Quand le volcan de La Corona est entré en éruption, il y a environ 21 000 ans, ses rivières de lave ont fabriqué sans le vouloir un chef-d'œuvre : un tunnel de près de huit kilomètres qui traverse le nord de l'île. Le niveau de la mer était alors bien plus bas ; quand les océans sont montés, le dernier tronçon s'est retrouvé inondé — c'est aujourd'hui le Túnel de la Atlántida, le plus long tube de lave sous-marin connu au monde : 1,6 kilomètre de galerie sous l'Atlantique. La Cueva de los Verdes et les Jameos del Agua en sont les portes visitables, celles de cette cathédrale souterraine. Peu d'endroits sur la planète permettent de marcher dans les veines d'un volcan — celui-ci en fait partie.
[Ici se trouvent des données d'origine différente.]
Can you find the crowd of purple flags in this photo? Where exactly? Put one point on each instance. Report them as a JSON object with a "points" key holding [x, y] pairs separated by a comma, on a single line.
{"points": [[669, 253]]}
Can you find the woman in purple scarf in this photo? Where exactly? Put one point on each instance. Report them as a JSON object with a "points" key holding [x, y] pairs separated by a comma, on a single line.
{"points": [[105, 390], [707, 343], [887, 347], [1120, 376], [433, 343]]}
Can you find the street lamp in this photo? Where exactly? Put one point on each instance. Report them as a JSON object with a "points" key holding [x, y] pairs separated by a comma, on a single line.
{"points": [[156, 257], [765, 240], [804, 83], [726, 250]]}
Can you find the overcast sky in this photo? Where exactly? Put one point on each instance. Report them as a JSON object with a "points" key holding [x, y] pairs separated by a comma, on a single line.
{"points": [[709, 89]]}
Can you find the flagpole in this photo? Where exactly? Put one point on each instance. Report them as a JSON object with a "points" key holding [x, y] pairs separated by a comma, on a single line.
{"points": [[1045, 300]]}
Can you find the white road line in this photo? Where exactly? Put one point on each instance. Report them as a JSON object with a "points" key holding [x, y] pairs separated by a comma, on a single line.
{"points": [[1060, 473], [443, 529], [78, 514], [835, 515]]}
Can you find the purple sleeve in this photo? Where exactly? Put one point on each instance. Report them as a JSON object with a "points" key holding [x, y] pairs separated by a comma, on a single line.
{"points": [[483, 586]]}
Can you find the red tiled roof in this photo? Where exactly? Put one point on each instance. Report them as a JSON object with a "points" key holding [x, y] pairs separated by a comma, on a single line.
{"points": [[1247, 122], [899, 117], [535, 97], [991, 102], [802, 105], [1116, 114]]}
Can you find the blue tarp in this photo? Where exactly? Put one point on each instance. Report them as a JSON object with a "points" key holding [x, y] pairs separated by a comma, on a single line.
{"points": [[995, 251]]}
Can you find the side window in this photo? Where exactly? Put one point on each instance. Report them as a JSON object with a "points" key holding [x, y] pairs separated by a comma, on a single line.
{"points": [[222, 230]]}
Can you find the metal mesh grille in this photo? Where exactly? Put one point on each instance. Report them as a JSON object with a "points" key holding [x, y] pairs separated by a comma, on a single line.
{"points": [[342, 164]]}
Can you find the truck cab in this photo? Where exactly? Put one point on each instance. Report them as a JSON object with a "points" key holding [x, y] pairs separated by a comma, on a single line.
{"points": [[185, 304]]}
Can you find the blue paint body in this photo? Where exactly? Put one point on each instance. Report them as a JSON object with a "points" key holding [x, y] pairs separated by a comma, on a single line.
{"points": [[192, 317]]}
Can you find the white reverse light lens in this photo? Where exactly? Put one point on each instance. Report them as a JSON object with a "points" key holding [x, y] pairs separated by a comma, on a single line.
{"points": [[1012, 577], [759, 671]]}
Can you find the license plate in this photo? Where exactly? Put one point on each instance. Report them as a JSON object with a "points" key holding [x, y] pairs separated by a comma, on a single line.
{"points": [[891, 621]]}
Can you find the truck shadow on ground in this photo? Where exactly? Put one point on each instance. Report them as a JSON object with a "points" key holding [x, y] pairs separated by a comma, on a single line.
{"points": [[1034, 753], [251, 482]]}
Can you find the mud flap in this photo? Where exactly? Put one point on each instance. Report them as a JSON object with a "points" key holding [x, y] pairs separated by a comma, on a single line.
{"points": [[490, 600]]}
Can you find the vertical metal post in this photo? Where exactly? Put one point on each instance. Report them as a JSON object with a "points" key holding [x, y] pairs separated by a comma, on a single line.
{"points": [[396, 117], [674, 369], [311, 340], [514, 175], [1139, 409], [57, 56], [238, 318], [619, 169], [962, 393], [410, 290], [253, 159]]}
Un tube volcanique se fabrique tout seul. Pendant une éruption, les rivières de lave qui descendent le versant refroidissent d'abord par l'extérieur : la surface durcit et forme un toit, tandis qu'à l'intérieur la lave continue de couler, chaude et protégée, comme l'eau dans une tuyauterie. Quand l'éruption prend fin, la rivière se vide — et il reste le moule : une galerie cylindrique, aux parois lisses retouchées par la chaleur, avec les marques du niveau du « courant » et des coulures de lave figées suspendues au plafond.
Le volcan de La Corona, à l'extrémité nord de l'île, a fait cela en grand il y a environ 21 000 ans, selon les datations les plus citées. Son tube principal parcourt près de huit kilomètres depuis les flancs du cône jusqu'à la côte d'Órzola — l'une des plus grandes galeries volcaniques de la planète. En plusieurs endroits, le toit s'est effondré au fil des siècles, ouvrant des fenêtres naturelles qu'on appelle ici des jameos. Ces effondrements sont aujourd'hui les portes d'entrée : la Cueva de los Verdes, aménagée avec un éclairage magistral, et les Jameos del Agua, que César Manrique a transformés en symbole de l'île.
Mais le chapitre le plus stupéfiant se trouve sous la mer. Quand La Corona est entré en éruption, la planète vivait une ère glaciaire et le niveau de l'océan était de plusieurs dizaines de mètres inférieur à l'actuel : la côte se trouvait loin, et la lave a continué de couler au-delà du rivage d'aujourd'hui. Quand les glaces ont fondu et que les mers sont montées, ce dernier tronçon s'est retrouvé submergé tel quel, sans s'effondrer. C'est le Túnel de la Atlántida : 1 600 mètres de galerie sous l'Atlantique, le plus long tube de lave sous-marin connu au monde. À l'intérieur, obscurité totale, eau salée immobile et une faune d'une autre planète qui a sa propre card. Seuls des spéléonautes scientifiques, munis de permis et d'un équipement extrême, en ont atteint le bout — là où le tunnel s'enfonce simplement dans le sable, à plus de soixante mètres de profondeur.
L'ensemble est si exceptionnel qu'il forme le joyau du Géoparc mondial de l'UNESCO qui reconnaît Lanzarote, et sa candidature au Patrimoine mondial a même été proposée. Les astronautes européens s'entraînent dans ses galeries parce que des tubes identiques existent sur la Lune et sur Mars, candidats à devenir les premières bases humaines.
La prochaine fois que vous serez dans la Cueva de los Verdes, éteignez un instant l'imagination touristique et allumez la géologique : vous êtes à l'intérieur de la tuyauterie d'un volcan, construite par une rivière de feu, conservée intacte depuis avant même l'existence de l'agriculture. Et sous vos pieds, au-delà du rivage, la galerie continue en silence vers le fond de la mer.